Master Z: Ip Man Legacy hits surprising heights in an engaging martial arts tale

Well Go USA

I feel like I have seen an awful lot of these ‘Ip Man’ movies by this point, but it’s actually been the first three and now this spin-off. Donnie Yen is a charismatic, superb martial arts star that I first recall being incandescent in the fantastic Iron Monkey I watched during my martial arts movies phase in college.

There are always elements that are clichéd about these Hong Kong movies, which tend to include a beautiful love interest, a man and his precocious son, a rival who needs to learn a valuable lesson, a rival who will be left alive for another movie, and many evil white men. In fairness, they did create the opium crisis.

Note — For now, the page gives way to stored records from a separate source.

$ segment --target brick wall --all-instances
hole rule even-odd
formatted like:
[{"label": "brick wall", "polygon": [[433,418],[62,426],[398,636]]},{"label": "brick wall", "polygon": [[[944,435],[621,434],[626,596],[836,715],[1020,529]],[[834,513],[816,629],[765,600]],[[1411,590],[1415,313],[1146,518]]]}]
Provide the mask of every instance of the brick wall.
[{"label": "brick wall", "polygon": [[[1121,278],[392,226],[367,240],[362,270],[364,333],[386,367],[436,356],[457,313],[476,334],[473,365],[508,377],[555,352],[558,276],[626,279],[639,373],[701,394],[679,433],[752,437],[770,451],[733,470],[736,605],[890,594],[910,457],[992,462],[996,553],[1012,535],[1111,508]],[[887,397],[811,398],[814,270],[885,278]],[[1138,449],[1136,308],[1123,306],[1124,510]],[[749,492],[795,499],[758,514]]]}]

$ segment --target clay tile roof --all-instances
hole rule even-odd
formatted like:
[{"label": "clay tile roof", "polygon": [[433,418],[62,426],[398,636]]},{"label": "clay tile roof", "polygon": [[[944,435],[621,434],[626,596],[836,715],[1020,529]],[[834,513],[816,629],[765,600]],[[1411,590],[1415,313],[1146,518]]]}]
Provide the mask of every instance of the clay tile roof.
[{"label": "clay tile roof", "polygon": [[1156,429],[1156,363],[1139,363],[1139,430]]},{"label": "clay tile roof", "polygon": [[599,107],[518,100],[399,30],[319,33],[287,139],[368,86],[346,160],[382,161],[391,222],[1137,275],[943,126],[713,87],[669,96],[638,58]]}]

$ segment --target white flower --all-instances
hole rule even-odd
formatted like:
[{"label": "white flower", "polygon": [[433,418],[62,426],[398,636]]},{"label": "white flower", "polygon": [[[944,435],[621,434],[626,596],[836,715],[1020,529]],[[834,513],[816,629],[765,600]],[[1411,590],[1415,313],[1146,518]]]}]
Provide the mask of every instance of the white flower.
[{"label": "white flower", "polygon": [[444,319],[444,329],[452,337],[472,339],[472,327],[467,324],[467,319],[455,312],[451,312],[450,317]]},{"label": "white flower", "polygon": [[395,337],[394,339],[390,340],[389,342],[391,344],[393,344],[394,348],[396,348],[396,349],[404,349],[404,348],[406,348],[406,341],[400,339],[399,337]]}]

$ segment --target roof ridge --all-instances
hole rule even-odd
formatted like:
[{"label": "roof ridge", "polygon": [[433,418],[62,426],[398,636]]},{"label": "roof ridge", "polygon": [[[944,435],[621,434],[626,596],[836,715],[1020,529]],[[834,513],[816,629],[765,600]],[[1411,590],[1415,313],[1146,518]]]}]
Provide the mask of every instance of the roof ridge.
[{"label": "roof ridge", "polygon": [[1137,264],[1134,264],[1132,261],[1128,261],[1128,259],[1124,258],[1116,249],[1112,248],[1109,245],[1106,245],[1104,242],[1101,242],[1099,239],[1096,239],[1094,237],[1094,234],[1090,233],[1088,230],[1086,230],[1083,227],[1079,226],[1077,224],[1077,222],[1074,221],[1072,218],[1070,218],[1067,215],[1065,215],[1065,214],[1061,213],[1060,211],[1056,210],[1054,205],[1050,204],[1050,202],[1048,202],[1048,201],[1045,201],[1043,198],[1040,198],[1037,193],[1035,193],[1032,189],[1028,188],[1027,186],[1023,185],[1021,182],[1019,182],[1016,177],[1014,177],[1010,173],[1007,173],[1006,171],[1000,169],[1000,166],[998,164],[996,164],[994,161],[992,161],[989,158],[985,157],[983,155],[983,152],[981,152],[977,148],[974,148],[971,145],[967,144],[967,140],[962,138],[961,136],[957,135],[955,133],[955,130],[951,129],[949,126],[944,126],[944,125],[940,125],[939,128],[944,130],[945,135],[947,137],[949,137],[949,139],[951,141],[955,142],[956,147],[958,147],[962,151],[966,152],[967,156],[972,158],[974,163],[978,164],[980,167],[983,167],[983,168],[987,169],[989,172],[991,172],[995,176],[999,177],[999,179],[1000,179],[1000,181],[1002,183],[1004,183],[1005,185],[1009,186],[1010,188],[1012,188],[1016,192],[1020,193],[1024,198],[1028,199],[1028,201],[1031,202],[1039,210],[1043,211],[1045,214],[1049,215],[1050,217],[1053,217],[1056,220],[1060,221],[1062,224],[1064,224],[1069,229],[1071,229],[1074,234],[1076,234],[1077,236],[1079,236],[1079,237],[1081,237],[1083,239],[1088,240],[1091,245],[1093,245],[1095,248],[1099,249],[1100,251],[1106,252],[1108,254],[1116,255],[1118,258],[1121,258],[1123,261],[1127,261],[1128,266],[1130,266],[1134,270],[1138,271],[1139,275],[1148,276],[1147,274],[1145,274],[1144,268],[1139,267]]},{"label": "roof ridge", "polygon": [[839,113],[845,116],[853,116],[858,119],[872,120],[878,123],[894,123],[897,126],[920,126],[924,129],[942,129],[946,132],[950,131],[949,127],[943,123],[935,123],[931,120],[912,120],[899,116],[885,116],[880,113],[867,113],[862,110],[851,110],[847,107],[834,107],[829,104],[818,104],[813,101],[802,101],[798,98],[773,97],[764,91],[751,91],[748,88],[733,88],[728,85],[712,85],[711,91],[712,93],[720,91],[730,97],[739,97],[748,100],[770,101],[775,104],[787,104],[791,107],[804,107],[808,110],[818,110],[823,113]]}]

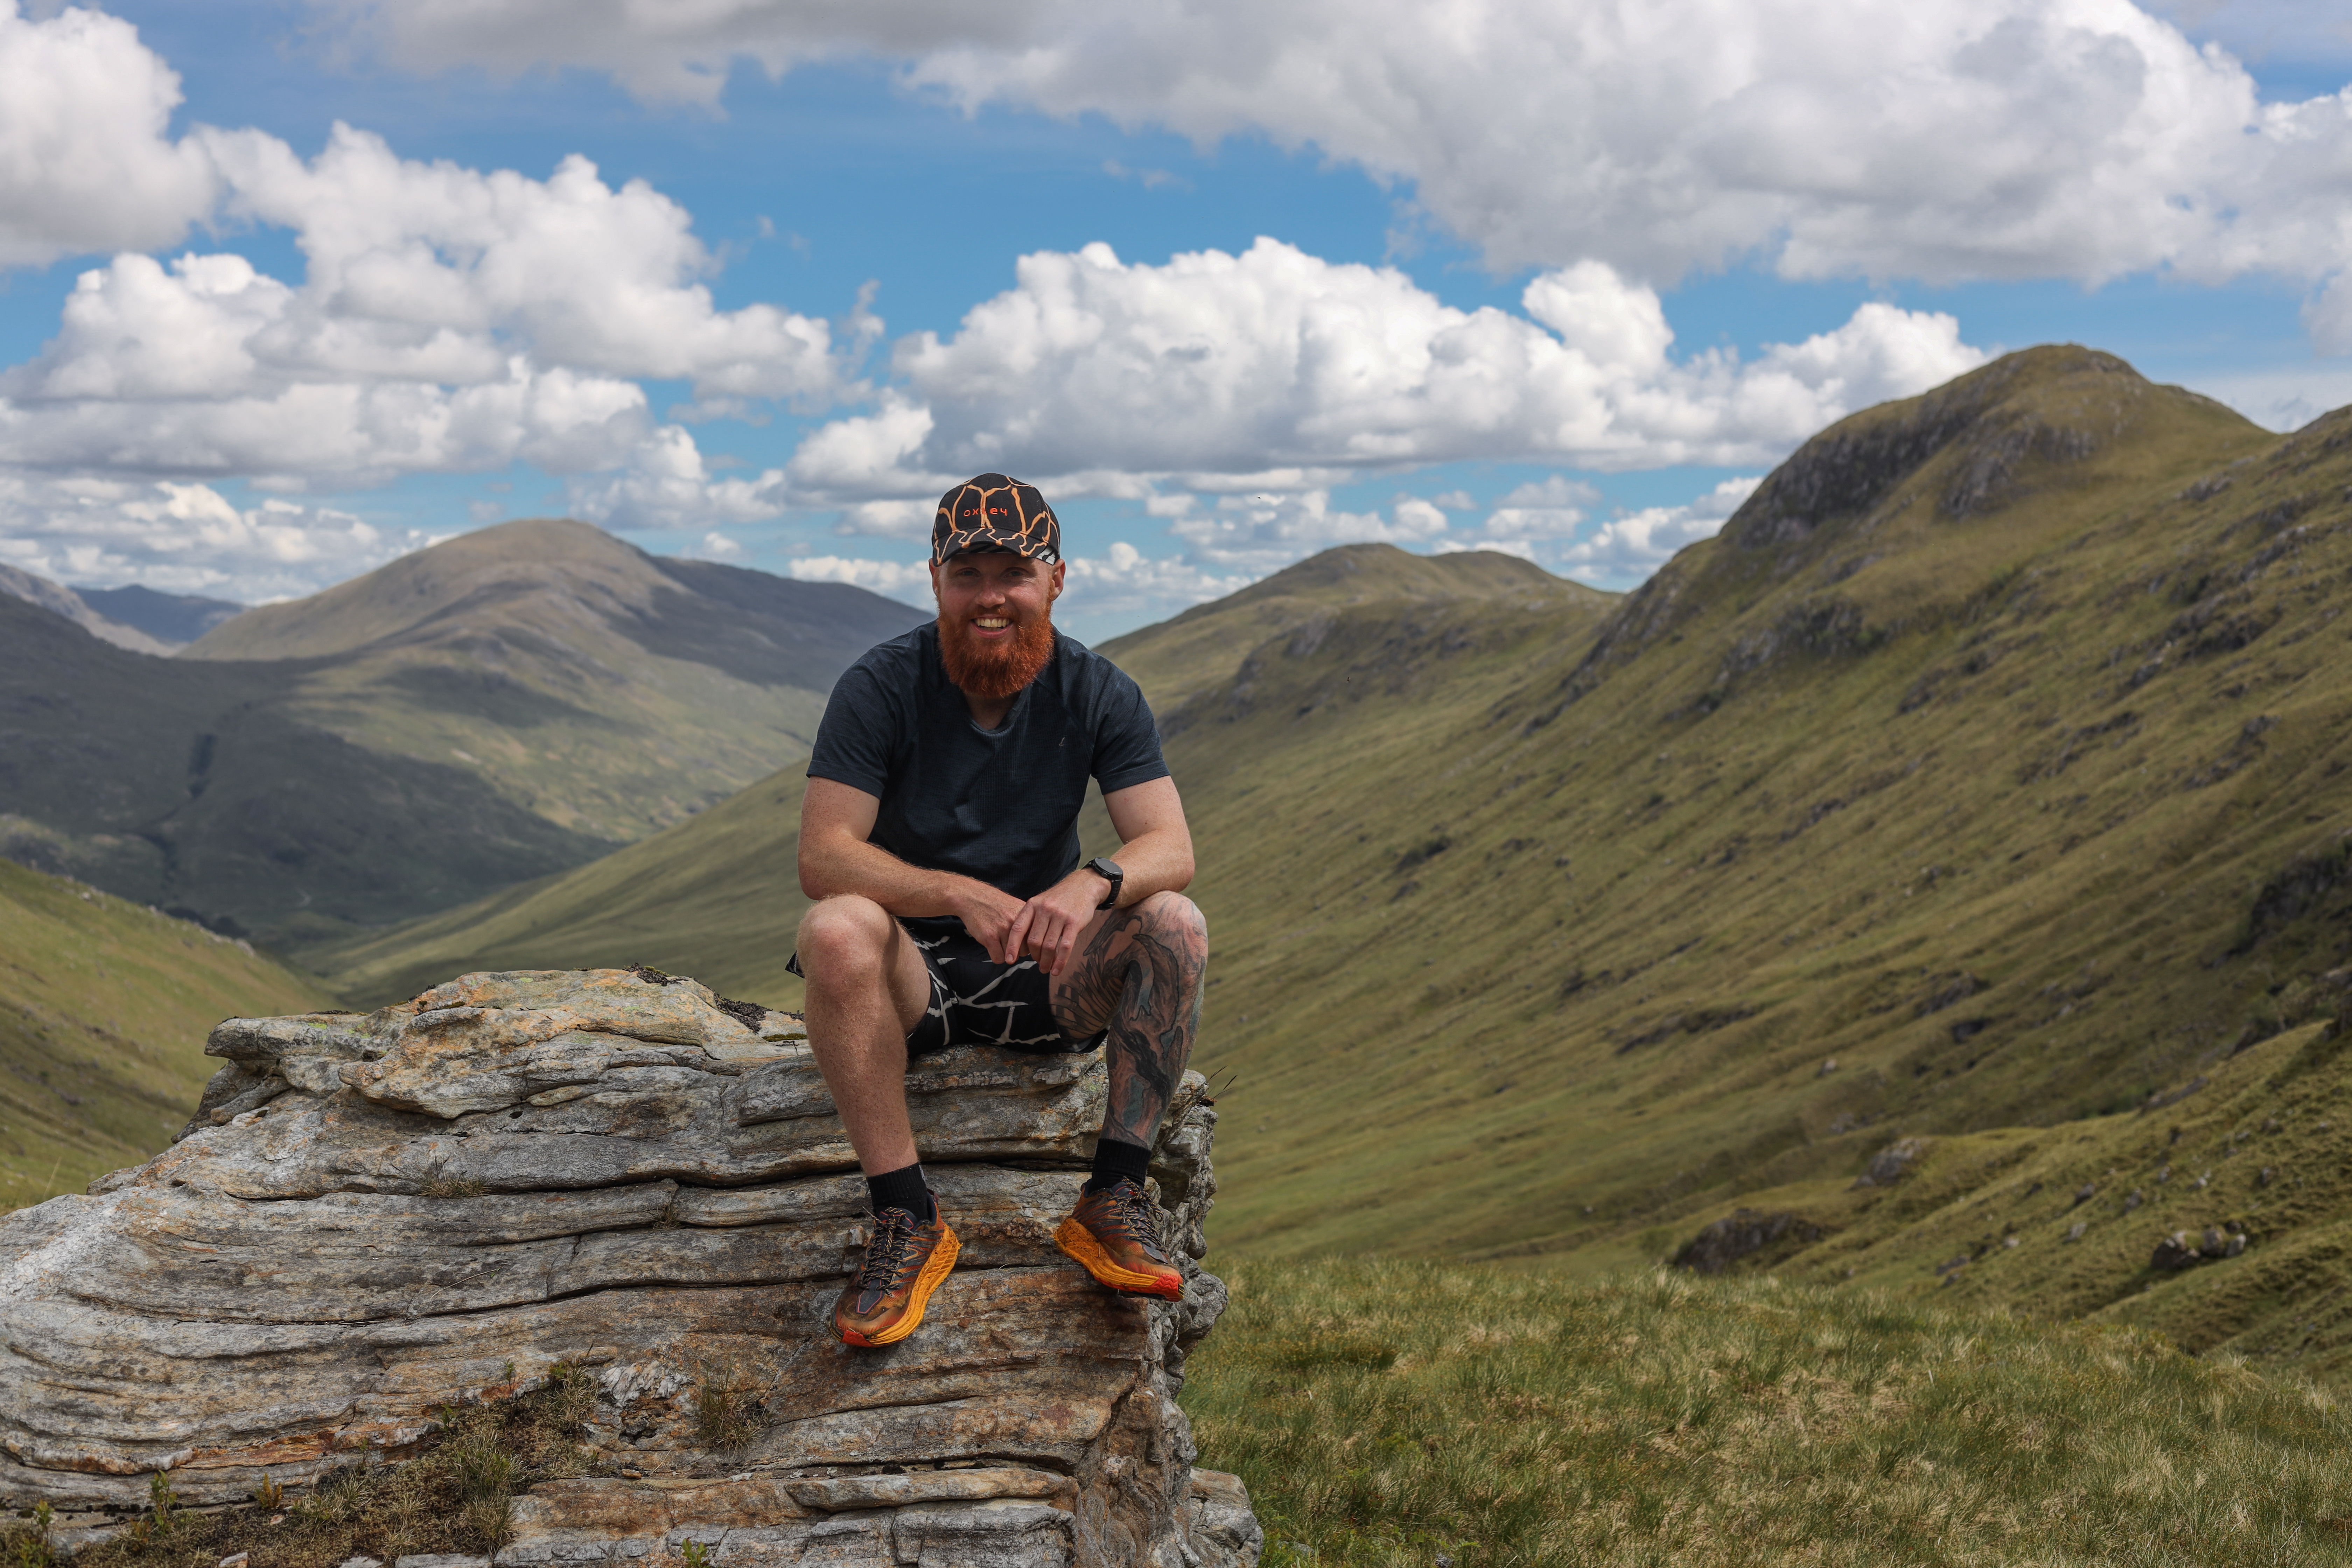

Master Z: Ip Man Legacy continues from the last movie by following former Ip Man rival Cheung Tin Chi (Max Zhang) as he attempts to leave his life of crime and raise his son right. The kid’s alright as an actor, really only being in the critical notes he needs to be. Cheung wants to get out of the fighting game (another cliché) but is brought in very quickly (another cliché) due to the monstrous behavior of local gangster Tso Sai Kit (Kevin Cheng).

But the movie gets what we’re here to see, and doesn’t pretend otherwise. Nearly immediately there is a shockingly impressive fight between Cheung and mysterious assassin Tony (Tony Jaa of Ong-Bak fame) that is beautiful. The director is the legendary Yuen Woo-Ping, who directed the aforementioned Iron Monkey and worked as a choreographer on The Matrix, Crouching Tiger, Hidden Dragon, Kill Bill, etc etc. The dude knows martial arts action, and luckily there are some talented folks in this movie too.

Cheung ends up working at a local bar run by hard nosed Fu (Xing Yu) and befriends his beautiful sister Julia (Liu Yan). Plus there’s the head of the gangster families Tso Ngan Kwan (the legendary Michelle Yeoh) who wants to go straight and is the older sister of Tso Sai Kit. And there’s of course also Dave Bautista as a ‘British’ local restaurant owner and gangster too, who is enormous and now an actually good actor — obviously we know immediately that he and Cheung will face off near the end of the movie.

The movie draws on a lot of the classic tropes of this sort of story, and the plot itself is fairly threadbare. The journey is on Cheung as a man trying to find himself and his place after his loss to Ip Man in the last movie. It’s an interesting enough angle, and Max Zhang may not have Donnie Yen’s presence, but he’s pretty good too.

Don’t expect anything particularly groundbreaking from the story, but the martial arts scenes are actually fairly elevated. I think there is some more innovative stuff I’ve seen in recent years, but Yuen Woo-Ping is a legend for a reason, and his sense of movement and space is nigh unparalleled. These hits feel real and feel hard, and the characters struggle and push themselves.

We know in the end good will triumph and evil will falter, but it’s the journey we take along with Cheung to find himself to find ourselves a very fun, action oriented martial arts tale that firmly cements its lead as a worthy addition to the pantheon of great martial artist actors.

Master Z: Ip Man Legacy has a run time of 1 hour 48 minutes and is not rated.